EU tightens up climate demands
The EU parliaments environment committe today voted on two parts of the climate package that the EU commission presented in january 2008. It concerns the trade in emission rights, ETS, and the effort sharing in the work for the climate. Both decisions show a will to make a strong effort for the climate.
”I am fairly pleased with the result, says Jens Holm, MEP and member of ENVI committee and the climate comitte. The pressure from industry to water this down has been immense. With this decision we will have a working system for emission trade, without loopholes for industry.”
The emission trade is tightened
The EU trade in emission rights has been under fire for having a too generous a policy for dealing out emission rights.. This will now be sharpened.
”The spreading of free emission rights will diminish and dissappear, and that is good. The way things are for the moment the industry get free shares that they can use to make profits, without having to reduce their emissions a single gram. It is also good that halv of the income from auctioning will go to climate projects in developing countries where they can do great good.”
The decision on emission trade means that:
* Sectors concerned by emission trade will reduce emissions of carbon dioxide by 21 grams by 2020, compared to 2005 levels.
* Electricity producers will not recieve any emission rights for free, they will be auctioned. Other sectors will initially get 85 per cent free, but this will be reduced and reach 100 per cent auctioning by 2020.
* 40 per cent of the trade systems emission reductions may consist of climate projects in developing countries.
* EU target to reduce emissions by 20 per cent by 2020 will rise automatically to at least 30 per cent when there is a new international treaty in continuation of the Kyoto treaty.
* 100 per cent of income from auctioning will go to climate measures, half of it within the EU, half to developing countries.

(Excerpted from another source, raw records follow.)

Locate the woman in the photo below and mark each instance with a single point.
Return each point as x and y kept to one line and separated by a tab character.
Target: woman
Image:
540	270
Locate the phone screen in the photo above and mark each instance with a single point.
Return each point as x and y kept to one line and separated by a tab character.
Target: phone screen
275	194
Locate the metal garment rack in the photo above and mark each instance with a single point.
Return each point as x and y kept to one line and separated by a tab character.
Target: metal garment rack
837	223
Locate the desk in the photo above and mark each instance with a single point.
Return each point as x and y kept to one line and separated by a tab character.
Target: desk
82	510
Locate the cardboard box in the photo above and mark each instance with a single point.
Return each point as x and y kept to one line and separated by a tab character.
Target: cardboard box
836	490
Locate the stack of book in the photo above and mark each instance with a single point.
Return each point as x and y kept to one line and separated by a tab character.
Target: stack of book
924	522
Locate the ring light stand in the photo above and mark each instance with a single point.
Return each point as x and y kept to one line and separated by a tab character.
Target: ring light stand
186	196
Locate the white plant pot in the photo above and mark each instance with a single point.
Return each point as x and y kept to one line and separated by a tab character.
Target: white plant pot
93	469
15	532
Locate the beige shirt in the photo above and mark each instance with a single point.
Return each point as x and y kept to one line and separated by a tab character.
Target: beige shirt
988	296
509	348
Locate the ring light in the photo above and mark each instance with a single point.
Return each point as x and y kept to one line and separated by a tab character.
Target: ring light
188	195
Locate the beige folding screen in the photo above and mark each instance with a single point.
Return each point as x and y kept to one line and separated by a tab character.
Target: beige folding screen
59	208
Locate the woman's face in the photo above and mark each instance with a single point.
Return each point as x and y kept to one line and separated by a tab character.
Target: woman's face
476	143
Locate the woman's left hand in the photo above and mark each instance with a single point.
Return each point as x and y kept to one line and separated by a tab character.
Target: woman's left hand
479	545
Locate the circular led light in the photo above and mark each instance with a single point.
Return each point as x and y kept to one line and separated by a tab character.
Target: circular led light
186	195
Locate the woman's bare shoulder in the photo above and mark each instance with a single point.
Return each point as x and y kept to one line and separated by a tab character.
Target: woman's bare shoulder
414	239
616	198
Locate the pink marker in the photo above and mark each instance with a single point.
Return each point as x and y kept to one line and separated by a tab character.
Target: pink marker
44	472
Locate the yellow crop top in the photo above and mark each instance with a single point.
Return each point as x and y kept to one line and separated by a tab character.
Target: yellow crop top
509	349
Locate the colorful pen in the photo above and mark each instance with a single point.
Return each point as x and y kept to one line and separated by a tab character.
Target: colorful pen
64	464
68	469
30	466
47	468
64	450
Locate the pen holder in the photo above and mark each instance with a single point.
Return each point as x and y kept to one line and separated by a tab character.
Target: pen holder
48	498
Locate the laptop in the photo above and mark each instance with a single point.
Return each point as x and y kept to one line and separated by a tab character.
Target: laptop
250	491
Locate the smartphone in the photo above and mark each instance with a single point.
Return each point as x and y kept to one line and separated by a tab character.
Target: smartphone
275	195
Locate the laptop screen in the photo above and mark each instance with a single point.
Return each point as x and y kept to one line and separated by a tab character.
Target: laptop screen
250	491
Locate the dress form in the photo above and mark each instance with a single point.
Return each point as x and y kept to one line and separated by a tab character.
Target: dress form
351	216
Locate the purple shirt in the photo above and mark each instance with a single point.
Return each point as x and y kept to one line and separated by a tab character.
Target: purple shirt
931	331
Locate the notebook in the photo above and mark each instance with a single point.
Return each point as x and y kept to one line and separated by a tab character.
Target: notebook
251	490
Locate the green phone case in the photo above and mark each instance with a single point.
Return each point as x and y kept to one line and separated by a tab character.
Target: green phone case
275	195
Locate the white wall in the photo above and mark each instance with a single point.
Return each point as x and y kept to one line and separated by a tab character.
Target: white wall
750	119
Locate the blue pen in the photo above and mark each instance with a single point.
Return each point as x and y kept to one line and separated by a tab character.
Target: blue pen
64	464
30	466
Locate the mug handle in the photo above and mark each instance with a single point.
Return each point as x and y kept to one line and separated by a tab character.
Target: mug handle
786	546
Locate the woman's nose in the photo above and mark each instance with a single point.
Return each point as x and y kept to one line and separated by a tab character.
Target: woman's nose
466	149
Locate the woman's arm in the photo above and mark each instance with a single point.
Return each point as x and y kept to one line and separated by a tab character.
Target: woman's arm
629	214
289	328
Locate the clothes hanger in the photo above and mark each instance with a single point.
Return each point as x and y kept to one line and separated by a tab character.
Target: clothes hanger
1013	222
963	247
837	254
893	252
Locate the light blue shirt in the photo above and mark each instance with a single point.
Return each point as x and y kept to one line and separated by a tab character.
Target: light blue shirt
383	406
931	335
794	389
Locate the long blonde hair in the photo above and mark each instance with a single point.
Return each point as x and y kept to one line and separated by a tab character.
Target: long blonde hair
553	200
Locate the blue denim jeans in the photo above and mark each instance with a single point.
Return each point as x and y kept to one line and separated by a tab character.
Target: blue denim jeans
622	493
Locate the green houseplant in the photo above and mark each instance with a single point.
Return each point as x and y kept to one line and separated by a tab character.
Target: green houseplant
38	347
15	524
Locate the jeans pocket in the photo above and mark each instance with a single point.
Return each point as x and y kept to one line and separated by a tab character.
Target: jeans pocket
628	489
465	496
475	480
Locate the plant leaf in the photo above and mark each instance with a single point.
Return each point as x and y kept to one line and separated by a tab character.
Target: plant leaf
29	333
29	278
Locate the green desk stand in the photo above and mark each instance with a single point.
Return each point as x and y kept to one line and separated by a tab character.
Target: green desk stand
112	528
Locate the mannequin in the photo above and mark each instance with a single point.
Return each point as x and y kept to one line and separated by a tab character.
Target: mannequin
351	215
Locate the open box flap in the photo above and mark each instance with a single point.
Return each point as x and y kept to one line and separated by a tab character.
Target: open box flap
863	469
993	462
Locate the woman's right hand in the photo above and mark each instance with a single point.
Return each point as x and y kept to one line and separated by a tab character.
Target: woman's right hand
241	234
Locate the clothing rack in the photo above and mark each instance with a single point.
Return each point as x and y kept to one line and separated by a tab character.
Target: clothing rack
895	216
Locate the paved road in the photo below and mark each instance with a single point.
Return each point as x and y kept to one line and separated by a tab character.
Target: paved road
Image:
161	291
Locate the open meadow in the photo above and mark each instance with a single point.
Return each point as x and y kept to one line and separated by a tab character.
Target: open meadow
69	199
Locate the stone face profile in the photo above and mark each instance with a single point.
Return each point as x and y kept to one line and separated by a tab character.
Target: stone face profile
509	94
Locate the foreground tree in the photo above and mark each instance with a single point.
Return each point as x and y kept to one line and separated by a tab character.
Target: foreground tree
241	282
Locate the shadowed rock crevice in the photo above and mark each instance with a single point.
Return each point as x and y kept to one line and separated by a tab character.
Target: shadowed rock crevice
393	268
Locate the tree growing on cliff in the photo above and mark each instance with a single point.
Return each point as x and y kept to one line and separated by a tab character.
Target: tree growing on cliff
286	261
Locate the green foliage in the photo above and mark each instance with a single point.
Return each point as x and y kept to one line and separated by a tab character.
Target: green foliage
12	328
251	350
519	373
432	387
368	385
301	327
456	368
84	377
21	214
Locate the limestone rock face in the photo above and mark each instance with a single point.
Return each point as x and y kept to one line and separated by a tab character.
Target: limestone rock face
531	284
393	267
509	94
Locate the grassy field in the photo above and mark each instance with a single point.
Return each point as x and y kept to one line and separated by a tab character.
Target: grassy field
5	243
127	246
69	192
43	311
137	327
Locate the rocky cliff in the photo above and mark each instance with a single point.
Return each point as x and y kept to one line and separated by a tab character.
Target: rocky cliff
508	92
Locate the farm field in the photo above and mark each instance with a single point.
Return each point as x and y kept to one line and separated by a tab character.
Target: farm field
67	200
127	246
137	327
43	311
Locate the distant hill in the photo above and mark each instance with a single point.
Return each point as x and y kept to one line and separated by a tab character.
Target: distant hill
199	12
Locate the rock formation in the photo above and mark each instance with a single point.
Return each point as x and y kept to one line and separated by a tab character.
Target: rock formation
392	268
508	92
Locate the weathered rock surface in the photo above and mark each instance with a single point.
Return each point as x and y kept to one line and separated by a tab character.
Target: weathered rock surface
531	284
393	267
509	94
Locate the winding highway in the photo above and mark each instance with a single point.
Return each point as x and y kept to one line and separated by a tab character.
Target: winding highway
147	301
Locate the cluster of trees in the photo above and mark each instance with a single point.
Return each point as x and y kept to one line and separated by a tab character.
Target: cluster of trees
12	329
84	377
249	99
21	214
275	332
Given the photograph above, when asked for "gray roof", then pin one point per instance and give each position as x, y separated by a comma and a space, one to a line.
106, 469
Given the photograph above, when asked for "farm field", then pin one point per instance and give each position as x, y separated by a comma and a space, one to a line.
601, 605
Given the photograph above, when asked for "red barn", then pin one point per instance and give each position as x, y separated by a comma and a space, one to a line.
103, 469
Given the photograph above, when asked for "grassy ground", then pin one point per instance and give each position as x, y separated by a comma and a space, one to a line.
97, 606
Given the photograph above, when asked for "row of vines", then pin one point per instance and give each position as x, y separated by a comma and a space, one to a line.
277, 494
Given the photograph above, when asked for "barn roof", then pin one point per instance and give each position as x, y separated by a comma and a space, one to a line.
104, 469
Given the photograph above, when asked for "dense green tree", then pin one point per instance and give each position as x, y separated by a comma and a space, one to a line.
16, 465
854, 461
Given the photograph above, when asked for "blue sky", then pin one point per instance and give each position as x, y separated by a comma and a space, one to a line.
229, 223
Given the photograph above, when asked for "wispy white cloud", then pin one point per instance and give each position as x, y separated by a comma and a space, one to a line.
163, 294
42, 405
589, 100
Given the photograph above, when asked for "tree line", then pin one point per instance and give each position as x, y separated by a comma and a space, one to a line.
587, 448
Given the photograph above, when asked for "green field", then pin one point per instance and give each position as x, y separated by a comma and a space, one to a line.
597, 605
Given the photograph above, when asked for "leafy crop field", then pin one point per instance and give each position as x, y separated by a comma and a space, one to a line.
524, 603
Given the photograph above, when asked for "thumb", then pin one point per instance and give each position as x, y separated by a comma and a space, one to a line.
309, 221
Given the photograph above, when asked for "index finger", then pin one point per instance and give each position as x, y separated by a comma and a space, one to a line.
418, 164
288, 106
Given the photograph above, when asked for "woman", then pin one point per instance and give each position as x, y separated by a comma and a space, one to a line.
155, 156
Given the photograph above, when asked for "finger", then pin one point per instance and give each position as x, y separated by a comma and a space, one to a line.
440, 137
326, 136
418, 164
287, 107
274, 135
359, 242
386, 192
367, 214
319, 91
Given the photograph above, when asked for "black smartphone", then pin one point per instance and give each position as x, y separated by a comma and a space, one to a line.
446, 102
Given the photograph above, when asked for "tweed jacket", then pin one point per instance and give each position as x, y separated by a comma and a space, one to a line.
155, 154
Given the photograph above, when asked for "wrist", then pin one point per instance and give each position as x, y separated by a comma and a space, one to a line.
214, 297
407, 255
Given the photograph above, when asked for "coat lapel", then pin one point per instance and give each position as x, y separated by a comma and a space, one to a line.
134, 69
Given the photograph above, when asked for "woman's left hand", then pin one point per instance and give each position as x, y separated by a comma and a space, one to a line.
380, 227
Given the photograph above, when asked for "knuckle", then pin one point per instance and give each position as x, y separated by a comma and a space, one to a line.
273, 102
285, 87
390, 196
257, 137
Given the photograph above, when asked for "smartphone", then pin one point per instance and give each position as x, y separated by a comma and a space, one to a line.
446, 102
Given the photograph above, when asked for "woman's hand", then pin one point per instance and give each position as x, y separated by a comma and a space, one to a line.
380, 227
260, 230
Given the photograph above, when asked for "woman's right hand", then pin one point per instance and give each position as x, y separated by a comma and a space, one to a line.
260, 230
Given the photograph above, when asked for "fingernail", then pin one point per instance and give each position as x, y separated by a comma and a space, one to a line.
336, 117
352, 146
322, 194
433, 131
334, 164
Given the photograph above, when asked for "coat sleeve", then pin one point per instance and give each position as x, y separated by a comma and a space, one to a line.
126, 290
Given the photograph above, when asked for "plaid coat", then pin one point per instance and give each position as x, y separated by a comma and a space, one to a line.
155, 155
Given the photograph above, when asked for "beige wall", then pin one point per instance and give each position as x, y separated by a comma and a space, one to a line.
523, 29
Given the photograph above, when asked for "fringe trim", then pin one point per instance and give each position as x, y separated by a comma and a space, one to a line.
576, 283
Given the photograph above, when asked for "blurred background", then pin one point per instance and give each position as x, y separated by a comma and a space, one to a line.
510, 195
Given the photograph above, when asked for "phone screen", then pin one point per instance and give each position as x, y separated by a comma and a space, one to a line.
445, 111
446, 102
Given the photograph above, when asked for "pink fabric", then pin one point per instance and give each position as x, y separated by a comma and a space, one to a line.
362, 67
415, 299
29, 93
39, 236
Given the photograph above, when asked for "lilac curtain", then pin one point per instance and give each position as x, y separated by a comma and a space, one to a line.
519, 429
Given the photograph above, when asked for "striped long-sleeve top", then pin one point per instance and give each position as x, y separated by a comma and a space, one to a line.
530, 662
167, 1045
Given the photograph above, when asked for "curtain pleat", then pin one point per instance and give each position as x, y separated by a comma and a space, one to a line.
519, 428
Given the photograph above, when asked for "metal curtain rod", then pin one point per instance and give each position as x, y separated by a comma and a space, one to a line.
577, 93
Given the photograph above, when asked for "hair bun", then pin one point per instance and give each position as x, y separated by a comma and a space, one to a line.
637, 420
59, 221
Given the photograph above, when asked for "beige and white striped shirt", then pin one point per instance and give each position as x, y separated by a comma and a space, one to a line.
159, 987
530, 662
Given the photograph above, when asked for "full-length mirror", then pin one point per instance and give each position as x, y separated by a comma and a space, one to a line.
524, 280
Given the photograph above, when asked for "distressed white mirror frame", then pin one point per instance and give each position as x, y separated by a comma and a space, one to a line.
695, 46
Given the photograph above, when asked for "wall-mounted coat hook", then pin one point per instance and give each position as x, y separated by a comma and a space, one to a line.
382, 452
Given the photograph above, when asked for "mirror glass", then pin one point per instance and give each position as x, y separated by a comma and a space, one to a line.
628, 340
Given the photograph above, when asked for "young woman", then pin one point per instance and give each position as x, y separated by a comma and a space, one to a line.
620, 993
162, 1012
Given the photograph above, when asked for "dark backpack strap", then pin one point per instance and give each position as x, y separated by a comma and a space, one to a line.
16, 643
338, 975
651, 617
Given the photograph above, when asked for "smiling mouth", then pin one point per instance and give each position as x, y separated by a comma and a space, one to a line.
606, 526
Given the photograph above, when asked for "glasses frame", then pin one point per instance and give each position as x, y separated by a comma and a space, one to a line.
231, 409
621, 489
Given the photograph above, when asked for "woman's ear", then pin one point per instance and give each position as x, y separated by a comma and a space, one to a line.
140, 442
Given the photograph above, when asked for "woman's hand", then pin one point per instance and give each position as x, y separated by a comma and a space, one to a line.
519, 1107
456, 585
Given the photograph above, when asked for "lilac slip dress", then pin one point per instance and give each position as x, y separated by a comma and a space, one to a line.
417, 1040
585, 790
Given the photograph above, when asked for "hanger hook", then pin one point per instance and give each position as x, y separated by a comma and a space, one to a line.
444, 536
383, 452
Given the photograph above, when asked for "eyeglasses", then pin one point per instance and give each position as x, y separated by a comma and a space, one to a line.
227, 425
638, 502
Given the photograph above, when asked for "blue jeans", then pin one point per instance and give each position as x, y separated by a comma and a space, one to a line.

The comittee also voted on effort sharing between the member states. The background is that the EU heads of state 2007 decided to reduce emissions of greenhouse gases by 20 percent by 2020.
The decision means that:
* The sectors not included in emissions trade system shall reduce emissions by 10 percent compared to 2005 levels.
* The EU commits to reducing greenhouse gases by 50 per cent by 2035 and by 60-80 per cent by 2050, compared to 1990 levels.
* Member states that fail to reach reductions will have less emission trade rights until the reductions are reached.
* Binding commitments to supply climate subsidies to developing countries. By 2013 the EU will give 5 billion euros and by 2020 10 billion euros.
Jens Holm: ”I am especially pleased over the long term demands to reduce EU emissions. It is also positive that the committe wants to commit money to developing countries, even if the amount should have been greater.”
The parliament plans to vote in plenary on both decisions in December.